Vocabulary Size Trade-offs and Sequence Length Impact
Vocabulary Size Trade-offs
Smaller vocabulary (16K-32K tokens): Each token is more common, so the model sees each one more times during training. Better generalization on limited data. But rare words split into many tokens, increasing sequence length. "Unhappiness" might become ["un", "ha", "pp", "i", "ness"] with 5 tokens.
Larger vocabulary (64K-100K tokens): Rare words stay intact as single tokens. Sequence lengths stay shorter, fitting more content in the context window. But each token appears less often in training data, requiring more data for good representations. Also increases memory for the embedding table.
Sequence Length Impact
Language models have fixed context windows: 2048, 4096, 8192 tokens. If your tokenizer produces more tokens per word, you fit fewer words in the context. This directly impacts model capability: a document that fits in context can be summarized; one that does not cannot.
Memory Considerations
The embedding table stores one vector per vocabulary entry. At 768 dimensions with 32-bit floats, each entry is 3KB. A 50K vocabulary needs 150MB just for embeddings. Doubling vocabulary to 100K doubles this to 300MB.

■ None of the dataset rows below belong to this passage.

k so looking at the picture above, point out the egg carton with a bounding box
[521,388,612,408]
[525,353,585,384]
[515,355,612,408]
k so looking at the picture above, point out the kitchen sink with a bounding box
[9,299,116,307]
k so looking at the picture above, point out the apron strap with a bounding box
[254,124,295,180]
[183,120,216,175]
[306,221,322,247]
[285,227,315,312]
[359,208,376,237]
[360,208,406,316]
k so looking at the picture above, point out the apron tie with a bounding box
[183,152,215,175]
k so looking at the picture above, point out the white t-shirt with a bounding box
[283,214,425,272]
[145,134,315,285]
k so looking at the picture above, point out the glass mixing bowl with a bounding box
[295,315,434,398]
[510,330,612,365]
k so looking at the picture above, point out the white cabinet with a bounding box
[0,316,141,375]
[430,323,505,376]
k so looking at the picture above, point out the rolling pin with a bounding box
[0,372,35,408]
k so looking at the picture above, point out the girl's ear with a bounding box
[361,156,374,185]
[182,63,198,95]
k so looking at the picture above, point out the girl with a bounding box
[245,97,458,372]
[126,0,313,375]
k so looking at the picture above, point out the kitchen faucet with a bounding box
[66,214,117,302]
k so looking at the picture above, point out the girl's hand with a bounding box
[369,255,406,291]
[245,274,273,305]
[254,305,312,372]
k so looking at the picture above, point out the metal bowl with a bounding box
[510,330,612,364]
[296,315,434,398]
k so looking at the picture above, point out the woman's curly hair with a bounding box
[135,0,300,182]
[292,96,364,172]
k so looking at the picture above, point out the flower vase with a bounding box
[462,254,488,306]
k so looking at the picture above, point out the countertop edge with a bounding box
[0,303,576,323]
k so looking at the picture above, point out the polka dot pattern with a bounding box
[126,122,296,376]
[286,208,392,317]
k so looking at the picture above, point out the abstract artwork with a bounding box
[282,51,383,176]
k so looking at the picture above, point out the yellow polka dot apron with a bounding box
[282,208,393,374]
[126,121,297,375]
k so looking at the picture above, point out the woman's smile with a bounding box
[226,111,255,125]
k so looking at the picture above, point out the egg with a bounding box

For edge deployment on mobile or IoT devices, this matters. A 16K vocabulary with 256 dimensions fits in 16MB, enabling on-device inference. Production servers rarely care about this difference.
Multilingual Vocabulary
Covering 100+ languages requires larger vocabularies. Each language needs representation. A 32K vocabulary splits unevenly: English might get 15K tokens while Hindi gets 500. Hindi text ends up with 3-4× more tokens per word than English, severely limiting its effective context length.
Multilingual models often use 100K-250K tokens to give adequate coverage. This increases model size but ensures no language is severely penalized on sequence length.